The Caribbean plate, north of Venezuela, is moving eastward overtaking the South American plate at a rate of about two centimeters per year.“It is a major displacement,” Goulet said, according to what was reported by the Associated Press. “It’s something to do with the San Andreas fault.”The rupture was a shallow strike-slip fault, meaning that two blocks of rock slid horizontally over each other rather than one moving over the other. Goulet pointed out that this type of movement is not automatically more destructive.
“More vertical movement can be more damaging,” she said, adding that factors such as the length of the tear also play a major role in determining the extent of damage.David Naar, associate dean at the University of South Florida’s College of Marine Sciences, said the South American-Caribbean plate boundary is seeing relatively little activity. USGS records show that only seven earthquakes of magnitude 6 or higher have struck the vicinity during the past century.The area is no stranger to earthquakesAt least five earthquakes of magnitude 7 or greater have struck northern or coastal Venezuela since 1900. The most recent major earthquake in living memory was a magnitude 6.6 event in July 1967, which killed hundreds.Jose Vitriago, a resident of Caracas who was only two years old at the time, still remembers the devastation. “Our house has collapsed,” he told state radio Venezuela de Television.

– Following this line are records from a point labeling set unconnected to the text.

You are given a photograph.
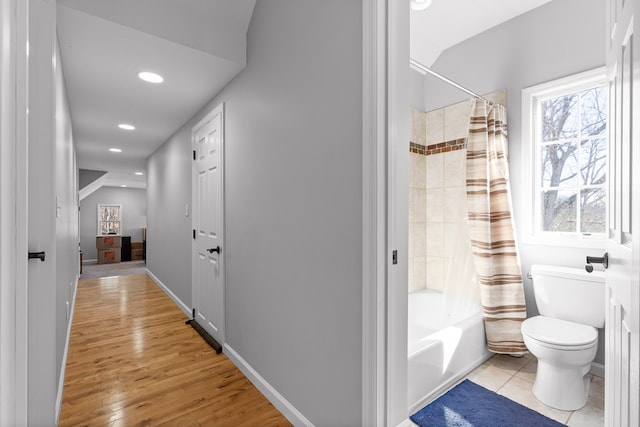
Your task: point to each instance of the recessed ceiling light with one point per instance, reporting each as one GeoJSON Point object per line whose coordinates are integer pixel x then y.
{"type": "Point", "coordinates": [150, 77]}
{"type": "Point", "coordinates": [420, 4]}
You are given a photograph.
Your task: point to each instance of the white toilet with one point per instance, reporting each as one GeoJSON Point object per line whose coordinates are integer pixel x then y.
{"type": "Point", "coordinates": [564, 337]}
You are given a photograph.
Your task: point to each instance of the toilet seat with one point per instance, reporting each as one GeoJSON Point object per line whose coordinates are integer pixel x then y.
{"type": "Point", "coordinates": [560, 334]}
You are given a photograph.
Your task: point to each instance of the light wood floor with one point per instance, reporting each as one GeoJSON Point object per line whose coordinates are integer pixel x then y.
{"type": "Point", "coordinates": [133, 361]}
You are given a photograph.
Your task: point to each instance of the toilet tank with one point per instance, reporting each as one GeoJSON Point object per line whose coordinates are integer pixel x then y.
{"type": "Point", "coordinates": [569, 294]}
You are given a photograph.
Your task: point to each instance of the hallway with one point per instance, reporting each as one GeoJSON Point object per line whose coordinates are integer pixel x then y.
{"type": "Point", "coordinates": [133, 361]}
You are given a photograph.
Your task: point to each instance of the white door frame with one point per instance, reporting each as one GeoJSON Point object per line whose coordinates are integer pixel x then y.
{"type": "Point", "coordinates": [385, 106]}
{"type": "Point", "coordinates": [13, 213]}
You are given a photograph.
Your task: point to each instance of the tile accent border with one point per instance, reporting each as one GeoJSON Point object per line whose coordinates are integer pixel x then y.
{"type": "Point", "coordinates": [441, 147]}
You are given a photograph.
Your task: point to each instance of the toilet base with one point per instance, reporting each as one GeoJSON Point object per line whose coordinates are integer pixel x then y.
{"type": "Point", "coordinates": [563, 388]}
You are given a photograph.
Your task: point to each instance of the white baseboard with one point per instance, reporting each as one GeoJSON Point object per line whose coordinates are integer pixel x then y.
{"type": "Point", "coordinates": [597, 369]}
{"type": "Point", "coordinates": [286, 408]}
{"type": "Point", "coordinates": [181, 305]}
{"type": "Point", "coordinates": [65, 353]}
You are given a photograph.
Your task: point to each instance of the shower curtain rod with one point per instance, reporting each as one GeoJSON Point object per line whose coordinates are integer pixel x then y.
{"type": "Point", "coordinates": [425, 69]}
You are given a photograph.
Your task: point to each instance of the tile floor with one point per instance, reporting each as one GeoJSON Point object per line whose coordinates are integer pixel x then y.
{"type": "Point", "coordinates": [513, 378]}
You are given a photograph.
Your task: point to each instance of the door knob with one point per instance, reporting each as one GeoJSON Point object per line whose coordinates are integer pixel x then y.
{"type": "Point", "coordinates": [39, 255]}
{"type": "Point", "coordinates": [604, 260]}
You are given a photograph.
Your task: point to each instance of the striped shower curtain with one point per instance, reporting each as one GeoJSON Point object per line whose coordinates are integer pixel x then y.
{"type": "Point", "coordinates": [491, 228]}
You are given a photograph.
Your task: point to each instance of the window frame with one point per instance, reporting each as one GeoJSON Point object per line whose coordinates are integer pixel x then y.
{"type": "Point", "coordinates": [99, 221]}
{"type": "Point", "coordinates": [530, 161]}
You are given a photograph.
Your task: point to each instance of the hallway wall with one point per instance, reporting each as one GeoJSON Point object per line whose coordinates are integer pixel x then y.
{"type": "Point", "coordinates": [293, 206]}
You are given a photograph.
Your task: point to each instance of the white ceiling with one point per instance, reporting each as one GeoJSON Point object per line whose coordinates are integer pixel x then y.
{"type": "Point", "coordinates": [448, 22]}
{"type": "Point", "coordinates": [198, 46]}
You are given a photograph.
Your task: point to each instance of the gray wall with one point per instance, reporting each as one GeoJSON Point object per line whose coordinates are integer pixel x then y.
{"type": "Point", "coordinates": [293, 206]}
{"type": "Point", "coordinates": [87, 176]}
{"type": "Point", "coordinates": [417, 88]}
{"type": "Point", "coordinates": [66, 184]}
{"type": "Point", "coordinates": [134, 212]}
{"type": "Point", "coordinates": [561, 38]}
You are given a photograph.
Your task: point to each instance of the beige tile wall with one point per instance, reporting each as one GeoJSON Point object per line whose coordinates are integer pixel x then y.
{"type": "Point", "coordinates": [437, 199]}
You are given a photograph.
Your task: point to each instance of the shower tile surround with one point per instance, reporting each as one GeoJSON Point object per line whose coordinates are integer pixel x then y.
{"type": "Point", "coordinates": [437, 197]}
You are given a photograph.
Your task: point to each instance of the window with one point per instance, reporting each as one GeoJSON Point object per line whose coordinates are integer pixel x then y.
{"type": "Point", "coordinates": [565, 122]}
{"type": "Point", "coordinates": [109, 219]}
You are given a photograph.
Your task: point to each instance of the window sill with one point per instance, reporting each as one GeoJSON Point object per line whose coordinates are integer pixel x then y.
{"type": "Point", "coordinates": [567, 241]}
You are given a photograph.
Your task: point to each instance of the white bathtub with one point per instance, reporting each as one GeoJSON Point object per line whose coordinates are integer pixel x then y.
{"type": "Point", "coordinates": [445, 342]}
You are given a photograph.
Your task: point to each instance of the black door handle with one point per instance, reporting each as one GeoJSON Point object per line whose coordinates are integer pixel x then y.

He said Wednesday’s duet “was terrible and terrible.”The deadliest earthquake in Venezuelan recorded history occurred in March 1812 along the Pocono Fault System itself. It is estimated that he killed about 30,000 people.Earthquakes are still impossible to predict, but the risk of aftershocks remains. The USGS estimated the probability of at least one magnitude 4 aftershock occurring within the next week at 99%, with a 24% chance of a magnitude 6 event.Venezuela does not have an earthquake early warning system, which uses ground sensors to detect initial seismic waves and alert residents before the strongest tremors arrive. On Wednesday, the double tremors occurred almost without warning.“It is very sad that there was no time to evacuate,” Goulet said. “This is very unfortunate.”